Thank the chinese for the RPG, then level everything in sight.

-Rainbow Six 3: Black Arrow : Red Phosphorous Grenade Launcher
So what it's the cheapest weapon in the game? Setting a room of terrorists on fire and then watching them run out the door screaming NEVER GETS OLD.

-Gears of War series : Lancer
It's an assault rifle. With a CHAINSAW BAYONET.

-Perfect Dark (N64) : X-Ray Gun
The gun that let you look through walls, then snipe someone out ON THE OTHER SIDE OF THE MAP, definately makes the list

-Phantasy Star Online : Dual Mechguns
I don't care what anyone says about the damage dealt by your weaponry, these still deal 1.5x more damage than any other weapon in the game. Made my FOnewm equally powerful in both technique and standard combat 

-The Darkness : The Darkness
Impaling enemies with a black tentacle, then throwing them into the sky, creating a black hole in the middle of a crowd, sucking them all in, then finishing off that guy in the air with a burst round from the darkness guns. These were some of the most entertaining powers ever, and with a game as well written as The Darkness, it makes it all the more worthy of the list.
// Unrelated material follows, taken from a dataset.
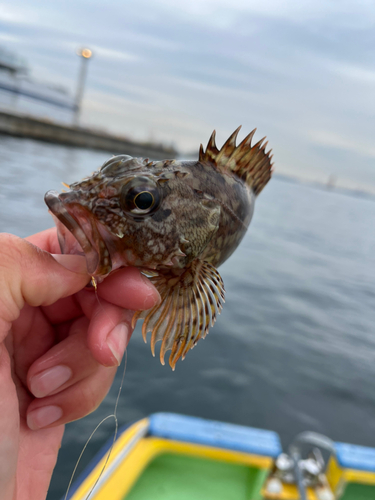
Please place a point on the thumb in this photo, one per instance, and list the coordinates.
(31, 275)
-Condemned 2 : Toilet Seat
NEVER. GETS. OLD.

-Assassin's Creed : Hidden Blade
Not only does this have some really cool counterattack animations, it's also an extremely original weapon design in a game. Definately makes the list, and for the love of god people need to try pulling it out in a fight and doing some counters, they ROCK.

-Saints Row 2 : Shock Paddles
The shock paddles: You can kill someone, bring them back from the dead, then kill them again. Rinse, and repeat. 

-Area 51 (XBox) : Prototype Rifle
This was a pretty fun weapon, the shots ricochet off of any surface, and the alternate fire turns on a laser sight to let you aim the shots...or scare the hell out of everyone in the area 

-Crackdown : Harpoon Gun (DLC)
Combined with the most entertaining achievement ever, Body Armor, this gun was some of the best fun I've ever had. Pick up a civie, throw them in the air, then pin them to the side of a bus with a harpoon. repeat 30 more times then drive down the street in your pimped out ride XD

-Fallout 3 : Rock-It Launcher
This grenade launcher let you turn a teddy bear into a decapitation projectile of certain death, as well as anything else you can dig up in the wastes of DC. Makes the list Fo Sho.

-Enter the Matrix (XBox) : Street Sweeper Shotgun
While the game was mediocre, you can't deny the joy of going berserk with that automatic shotgun in the nuclear plant.

-Spore : Planet Buster
Don't like your neighbors? Blow up their freaking home planet.


----------



## SirRob (Jan 26, 2009)

Blue Shell in Mario Kart. 8)


----------



## X (Jan 26, 2009)

infinite rocket launcher in resident evil 4.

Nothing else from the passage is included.